Just when you thought it was time for us to bid farewell to Uber forever, the Philippine Competition Commission (PCC) has another say in the matter.
The watchdog organization has recently been reviewing Grab's acquisition deal of Uber's Southeast Asian operations. Today, it issued an order for Uber to continue operations past the initial April 8 cease date. The order also puts a halt to Grab's acquisition while the review is ongoing.
The PCC has issued a set of interim measures to ensure the welfare of the riding public and the drivers. It's imposing on Grab and Uber to maintain their independent business operations as they were before March 25, 2018, including their "ride-hailing and delivery platforms; pricing and payment policies including incentives and promotions to riders; product options; customer and rider database; and on-boarding of new partner drivers as well as the fees, charges, and incentives to partner drivers, among other measures."
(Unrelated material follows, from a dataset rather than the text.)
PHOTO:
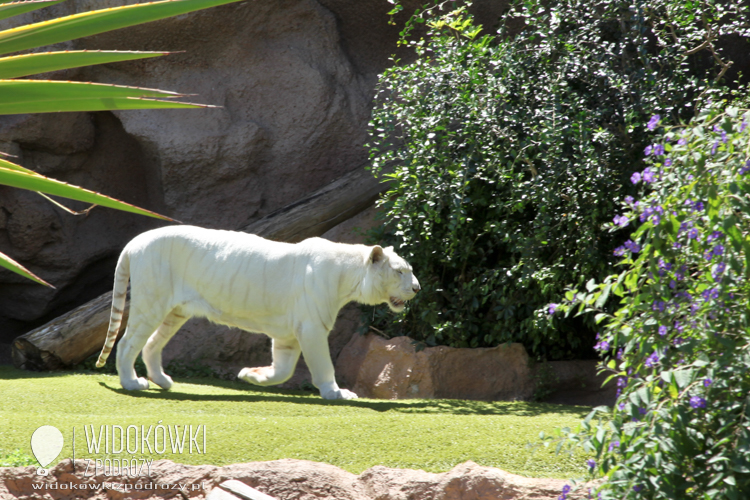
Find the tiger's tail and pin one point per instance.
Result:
(119, 294)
PCC chairman Arsenio M. Balisacan believes that Uber can still operate in the country, pointing to the company's compliance to a similar ruling in Singapore. He also mentioned that a ride-sharing monopoly can harm the riding public.
A source close to the matter also clued us in on what will happen with Uber's Philippine employees. With these measures, they will be free to seek employment elsewhere, including with competing ride-sharing companies. The reason, our source explains, is to encourage other competitors to flourish in our market. So if another competitior decided to open up shop here, they could hire from Uber Philippines' talent pool
What do you guys think of this development?